Reginald Jones-Sawyer, a member of the California Reparations Task Force gathered to hear public input on reparations in Los Angeles (Carolyn Cole / Los Angeles Times via Getty Images file)
Reginald Jones-Sawyer, a member of the California Reparations Task Force gathered to hear public input on reparations in Los Angeles (Carolyn Cole / Los Angeles Times via Getty Images file)

But there are still a few issues that need to be worked out before the task force issues any recommendations. Among them, determine what are the California residency requirements to receive reparations; establish what were the beginning and end dates connected to the harms inflicted by slavery; who will be compensated, and how financial reparations will be paid and calculated.

“It’s a big job, a hard job that, at first, I said, ‘No way’ about being on the committee,” said task force member Cheryl Grills, a professor of clinical psychology at Loyola Marymount University. “But the African in me said, ‘I have a duty to do this. There’s nothing more revolutionary to do with your life in this moment.’ … And so, the downside of it — the vitriol and mean-spiritedness that we endure, especially from Black people, is a different level of hurt and pain. But there’s so much more at stake.”

Jones-Sawyer said that as an elected official he is accustomed to what he called “Twitter terrorists.” But he said he feels sorry for the other task force members. “None of them signed up for that,” he said, “and the only thing that really bothered me is when my own people would attack me. That’s disheartening, because at the end of the day, I’m trying to do something for all Black people.”

The people’s angst was clear at the initial hearing Friday at the auditorium of the California Environmental Protection Agency. With a large media presence and television cameras pointed at them, residents lined up for the opportunity to express their support and concerns — in person and via phone — about the progress and process of the reparations movement.

The speakers were angry and agitated, hopeful and grateful. But they also were not convinced anything would happen.

Task Force member Dr. Cheryl Grills. (Jeff Chiu / AP file)
Task Force member Dr. Cheryl Grills. (Jeff Chiu / AP file)

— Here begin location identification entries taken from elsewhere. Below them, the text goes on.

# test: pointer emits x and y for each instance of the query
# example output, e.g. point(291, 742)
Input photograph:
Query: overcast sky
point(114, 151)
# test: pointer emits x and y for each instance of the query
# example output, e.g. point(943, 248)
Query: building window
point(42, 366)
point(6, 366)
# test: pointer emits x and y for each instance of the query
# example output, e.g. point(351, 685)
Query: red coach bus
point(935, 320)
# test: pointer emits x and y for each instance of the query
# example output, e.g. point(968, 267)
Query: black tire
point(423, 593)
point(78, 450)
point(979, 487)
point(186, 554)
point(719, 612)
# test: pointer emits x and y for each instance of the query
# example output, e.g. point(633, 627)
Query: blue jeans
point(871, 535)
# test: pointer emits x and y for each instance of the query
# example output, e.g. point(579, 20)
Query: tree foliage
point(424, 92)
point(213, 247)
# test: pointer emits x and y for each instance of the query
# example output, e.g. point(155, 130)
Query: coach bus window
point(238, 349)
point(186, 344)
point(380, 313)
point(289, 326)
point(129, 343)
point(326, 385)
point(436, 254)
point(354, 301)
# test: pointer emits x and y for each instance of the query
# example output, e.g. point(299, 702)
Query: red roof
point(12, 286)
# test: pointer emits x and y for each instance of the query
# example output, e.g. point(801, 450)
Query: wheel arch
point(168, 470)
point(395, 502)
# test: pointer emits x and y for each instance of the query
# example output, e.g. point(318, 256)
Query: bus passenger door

“We’re conditioned to believe things won’t go our way,” said Rhona Washington-Bey, a mother who brought her two small children with her to the hearing. “But these hearings are important for us, the citizens, because it’s a way to get things off of our chest. Everyone has their ideas about what should happen, how reparations should happen. Everyone won’t be happy. But it’s exciting that California is trying.”

“So goes California, so goes the nation,” said Henry Williams, 88, who said he had picked cotton in Alabama as a youth.

Simmons, whose work as an intern helped with the formation of the task force, said she has heard from detractors that the quest for reparations is a “futile effort” and “we should just let bygones be bygones.” Those thoughts infuriated her and crystalized why the task force’s work is critical, she said.

“How can we let bygones be bygones when the knee of white supremacy is still on the necks of Black Americans choking the very life from us?” Simmons said at the hearing. “How can we let bygones be bygones when American medicine was built on the backs of slaves, yet the descendants of Black slaves have worse health outcomes than their counterparts due to health care disparities. How do we let bygones be bygones when Africans forced in the 400 years of chattel slavery, through kidnapping and fraud, undergirded the economic infrastructure of America, yet the economic wealth gap between the heirs of chattel slavery and whites are a glaring reminder of the injustice caused by oppressive regimes?”

Although there remains much more work to be done by July, the anticipation is mounting, even for task force members.

“I’m almost afraid to believe it will happen,” Grills said. “But I act as if I believe. We have to act as if it is impossible to fail. So, I’m excited that we actually will move the needle on ensuring that Black people re-enter the circle of humanity, that we receive justice, that we get an opportunity to see ourselves unburdened by lies of white superiority and Black inferiority. And the entire country will benefit from what’s happening in California.”